Let $\vec{A} = (A_1, A_2, A_3)$, $\vec{B} = (B_1, B_2, B_3)$, $\vec{C} = (C_1, C_2, C_3)$ be the three vertices of a triangle $ABC$ in any dimension. Let $a, b, c$ be the lengths of corresponding sides, i.e.

$$\begin{cases} a &= |\vec{B} - \vec{C}| = \sqrt{(B_1-C_1)^2+(B_2-C_2)^2+(B_3-C_3)^2}\\ b &= |\vec{C} - \vec{A}| = \sqrt{(C_1-A_1)^2+(C_2-A_2)^2+(C_3-A_3)^2}\\ c &= |\vec{A} - \vec{B}| = \sqrt{(A_1-B_1)^2+(A_2-B_2)^2+(A_3-B_3)^2}\\ \end{cases} $$ Define three constants $\alpha,\beta,\gamma$ by $\displaystyle\; \begin{cases} \alpha &= a^2(b^2+c^2-a^2)\\ \beta &= b^2(c^2+a^2-b^2)\\ \gamma &= c^2(a^2+b^2-c^2) \end{cases} $.

The circumcenter of triangle $ABC$ (in the plane holding the triangle) is located at

$$\frac{\alpha \vec{A} + \beta \vec{B} + \gamma \vec{C}}{\alpha + \beta + \gamma} = \left( \frac{\alpha A_1 + \beta B_1 + \gamma C_1}{\alpha + \beta + \gamma}, \frac{\alpha A_2 + \beta B_2 + \gamma C_2}{\alpha + \beta + \gamma}, \frac{\alpha A_3 + \beta B_3 + \gamma C_3}{\alpha + \beta + \gamma} \right) $$ The $(\alpha,\beta,\gamma)$ above is essentially the barycentric coordinates of the circumcenter with respect to $\triangle ABC$. Since it only depends on the side lengths, above formula works in any dimension.

Answer 2

I'd suggest you avoid the square roots solving a sphere equation will probably imply. Instead, I'd intersect two perpendicular bisector planes of the triangle edges with the plane of the triangle. That way, everything is linear.

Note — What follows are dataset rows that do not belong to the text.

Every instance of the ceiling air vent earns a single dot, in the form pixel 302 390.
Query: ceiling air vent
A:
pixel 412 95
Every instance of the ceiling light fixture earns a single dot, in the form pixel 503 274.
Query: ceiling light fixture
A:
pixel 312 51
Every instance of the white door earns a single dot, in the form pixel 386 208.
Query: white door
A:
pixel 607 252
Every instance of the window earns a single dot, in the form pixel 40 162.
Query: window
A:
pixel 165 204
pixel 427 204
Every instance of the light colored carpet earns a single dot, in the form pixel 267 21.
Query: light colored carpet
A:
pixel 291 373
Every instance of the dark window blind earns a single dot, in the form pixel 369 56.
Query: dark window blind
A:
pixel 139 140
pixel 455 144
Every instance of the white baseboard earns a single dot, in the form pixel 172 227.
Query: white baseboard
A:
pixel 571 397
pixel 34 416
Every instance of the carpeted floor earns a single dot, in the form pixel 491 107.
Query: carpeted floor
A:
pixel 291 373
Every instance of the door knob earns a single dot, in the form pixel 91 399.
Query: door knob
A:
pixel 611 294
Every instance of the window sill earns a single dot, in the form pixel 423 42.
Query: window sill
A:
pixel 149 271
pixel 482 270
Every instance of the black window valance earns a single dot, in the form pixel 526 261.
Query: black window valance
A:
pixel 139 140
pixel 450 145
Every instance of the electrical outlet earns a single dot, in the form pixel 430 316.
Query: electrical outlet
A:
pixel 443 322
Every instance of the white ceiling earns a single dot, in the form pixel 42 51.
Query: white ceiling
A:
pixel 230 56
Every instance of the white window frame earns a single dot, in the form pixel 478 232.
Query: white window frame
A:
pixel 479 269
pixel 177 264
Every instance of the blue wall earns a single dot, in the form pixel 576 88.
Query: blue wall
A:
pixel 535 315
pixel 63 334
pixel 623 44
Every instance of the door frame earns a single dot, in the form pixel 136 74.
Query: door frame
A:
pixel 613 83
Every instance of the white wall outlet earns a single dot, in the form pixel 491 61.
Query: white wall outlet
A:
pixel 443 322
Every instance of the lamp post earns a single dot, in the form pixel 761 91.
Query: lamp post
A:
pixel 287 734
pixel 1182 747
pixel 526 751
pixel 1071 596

Personally I'd perform the computation using projective geometry, but that may be a matter of taste and education, and explaining it here isn't shorter than doing things the conventional way, using the normal representation of each plane and solving a set of three linear equations to intersect them.